The competitive race: performance, privacy, and the next spec escalation
The pressure is predictable. Once a market adopts a single metric, companies compete to exceed it. The risk is also predictable: performance marketing can outrun practical value. More TOPS won’t automatically deliver better user experiences if developers can’t easily deploy models across different NPUs, or if key features remain gated by cloud services.
A second risk is conceptual. Privacy can become another spec—something you “have” rather than something you continuously prove. Apple’s move to invite independent inspection of PCC code is significant precisely because it treats privacy as verifiable. Other vendors will need their own equivalent of that posture if they want privacy to be more than a slogan.
The optimistic view is that competition will improve both performance and privacy. The realistic view is that readers should expect a messy transition period: inconsistent feature availability, unclear “on-device” labeling, and devices that advertise AI readiness without delivering meaningful local workflows.
Key Insight
Conclusion: The device is becoming the place where AI lives
On-device AI narrows those trade-offs. Microsoft’s 40+ TOPS Copilot+ baseline, Apple’s on-device-first posture with Private Cloud Compute, and Google’s emphasis on local Gemini Nano features all point to the same future: more inference will happen where the user is, not where the server is.
The open question is not whether on-device AI will grow. The open question is whether companies will communicate its boundaries honestly—when data stays local, when it doesn’t, and why. Readers don’t need marketing promises. Readers need clarity, because the most personal computer has always been the one that knows the most about you.
“Convenience used to be the reason we accepted the cloud. Privacy is becoming the reason we demand the device.”
— — TheMurrow Editorial
Frequently Asked Questions
What is on-device AI in plain terms?
On-device AI means the AI model runs on your phone, tablet, or PC, processing your input locally rather than sending it to a cloud server for inference. That can reduce latency and can improve privacy because text, audio, images, or screen content may not need to be uploaded for processing. Many products still use a hybrid approach for larger tasks.
What is an NPU, and why does it matter?
An NPU (neural processing unit) is a dedicated accelerator designed to run AI inference efficiently. Microsoft’s Copilot+ PC guidance treats NPU performance as central, with many Windows AI experiences described as requiring 40+ TOPS. The practical benefit is that more AI workloads can run locally without relying on the cloud for every interaction.
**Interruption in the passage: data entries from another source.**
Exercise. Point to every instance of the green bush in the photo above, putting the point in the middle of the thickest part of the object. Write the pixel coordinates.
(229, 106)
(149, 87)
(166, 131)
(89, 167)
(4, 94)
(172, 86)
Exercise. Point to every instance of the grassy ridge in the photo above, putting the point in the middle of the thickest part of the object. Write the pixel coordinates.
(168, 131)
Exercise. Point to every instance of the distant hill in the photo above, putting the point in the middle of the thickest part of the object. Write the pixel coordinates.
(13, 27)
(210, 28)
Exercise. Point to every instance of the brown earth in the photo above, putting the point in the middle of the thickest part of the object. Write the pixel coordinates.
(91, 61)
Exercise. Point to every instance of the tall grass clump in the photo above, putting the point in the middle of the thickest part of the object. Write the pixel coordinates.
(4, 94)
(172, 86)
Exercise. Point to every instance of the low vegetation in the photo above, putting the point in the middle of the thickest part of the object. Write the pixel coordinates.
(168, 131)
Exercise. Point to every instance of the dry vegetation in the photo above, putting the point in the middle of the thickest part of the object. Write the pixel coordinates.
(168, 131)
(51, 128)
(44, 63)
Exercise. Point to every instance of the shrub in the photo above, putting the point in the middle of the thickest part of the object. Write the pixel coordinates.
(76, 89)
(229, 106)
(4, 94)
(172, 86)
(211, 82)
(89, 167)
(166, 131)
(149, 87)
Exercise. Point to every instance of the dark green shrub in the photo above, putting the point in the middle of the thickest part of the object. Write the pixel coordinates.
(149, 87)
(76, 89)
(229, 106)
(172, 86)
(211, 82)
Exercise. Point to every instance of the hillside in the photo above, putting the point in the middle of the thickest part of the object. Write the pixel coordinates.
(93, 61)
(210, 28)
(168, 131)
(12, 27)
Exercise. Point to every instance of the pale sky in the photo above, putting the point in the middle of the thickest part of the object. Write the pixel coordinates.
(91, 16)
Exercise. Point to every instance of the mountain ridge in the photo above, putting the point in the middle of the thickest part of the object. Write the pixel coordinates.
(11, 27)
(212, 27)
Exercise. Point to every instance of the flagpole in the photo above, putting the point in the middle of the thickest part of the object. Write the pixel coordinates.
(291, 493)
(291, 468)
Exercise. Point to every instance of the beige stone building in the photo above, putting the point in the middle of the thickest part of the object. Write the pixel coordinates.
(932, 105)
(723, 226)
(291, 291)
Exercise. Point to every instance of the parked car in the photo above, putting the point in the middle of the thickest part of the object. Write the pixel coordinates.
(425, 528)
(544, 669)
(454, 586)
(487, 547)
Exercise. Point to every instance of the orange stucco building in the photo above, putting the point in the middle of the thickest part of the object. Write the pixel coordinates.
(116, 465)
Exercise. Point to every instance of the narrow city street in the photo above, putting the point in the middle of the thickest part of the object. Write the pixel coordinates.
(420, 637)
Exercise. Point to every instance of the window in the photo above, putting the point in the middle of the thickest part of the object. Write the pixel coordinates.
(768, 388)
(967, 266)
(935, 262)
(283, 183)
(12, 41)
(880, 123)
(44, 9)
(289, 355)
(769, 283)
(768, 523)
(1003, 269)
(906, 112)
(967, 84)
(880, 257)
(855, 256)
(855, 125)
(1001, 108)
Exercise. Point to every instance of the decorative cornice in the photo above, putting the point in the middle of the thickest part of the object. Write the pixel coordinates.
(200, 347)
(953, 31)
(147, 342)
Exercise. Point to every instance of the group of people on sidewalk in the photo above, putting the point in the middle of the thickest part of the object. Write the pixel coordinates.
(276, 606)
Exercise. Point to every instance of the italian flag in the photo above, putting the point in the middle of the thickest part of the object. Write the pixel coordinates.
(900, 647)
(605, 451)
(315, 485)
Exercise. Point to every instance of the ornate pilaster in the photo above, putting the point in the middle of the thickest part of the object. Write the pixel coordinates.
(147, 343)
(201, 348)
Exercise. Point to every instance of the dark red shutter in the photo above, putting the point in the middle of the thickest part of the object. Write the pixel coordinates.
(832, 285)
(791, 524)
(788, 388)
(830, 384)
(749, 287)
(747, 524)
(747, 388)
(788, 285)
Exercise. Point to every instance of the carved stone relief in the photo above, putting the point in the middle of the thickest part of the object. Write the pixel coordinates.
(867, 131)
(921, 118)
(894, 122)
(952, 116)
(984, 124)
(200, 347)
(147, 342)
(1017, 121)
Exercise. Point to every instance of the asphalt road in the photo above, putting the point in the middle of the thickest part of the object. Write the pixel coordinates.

What does “40 TOPS” mean, and should I shop by it?
TOPS stands for trillions of operations per second, a measure often used to describe peak AI throughput. Microsoft uses 40+ TOPS as a baseline for Copilot+ class PCs. TOPS can indicate whether a device targets local AI seriously, but it’s not a perfect comparison tool across brands because vendors may measure differently and quote peak numbers.
Is Apple’s “Private Cloud Compute” still the cloud?
Yes—Private Cloud Compute (PCC) is cloud processing for tasks too large for on-device models. Apple says only relevant data is sent, the data is not stored, and it is not accessible to Apple. Apple also says independent experts can inspect and verify code running on PCC servers. It’s a hybrid approach meant to extend capability without adopting conventional cloud data practices.
Does on-device AI mean my data never leaves my device?
Not automatically. Some systems run locally by default but may use cloud processing for complex requests. Apple explicitly describes this split: on-device when possible, PCC when needed. The best way to evaluate a product is to look for clear disclosures about when cloud processing is used, what data is sent, and whether anything is stored.
Are Apple’s TOPS numbers comparable to Windows AI PC TOPS numbers?
Only loosely. Apple states the M4 Neural Engine is 38 TOPS, while Microsoft frames Copilot+ PCs around 40+ TOPS NPUs. Differences in measurement precision, what’s included in the performance figure, and software deployment strategies make direct comparisons unreliable. Treat TOPS as a directional indicator, then look for real feature support and practical reviews.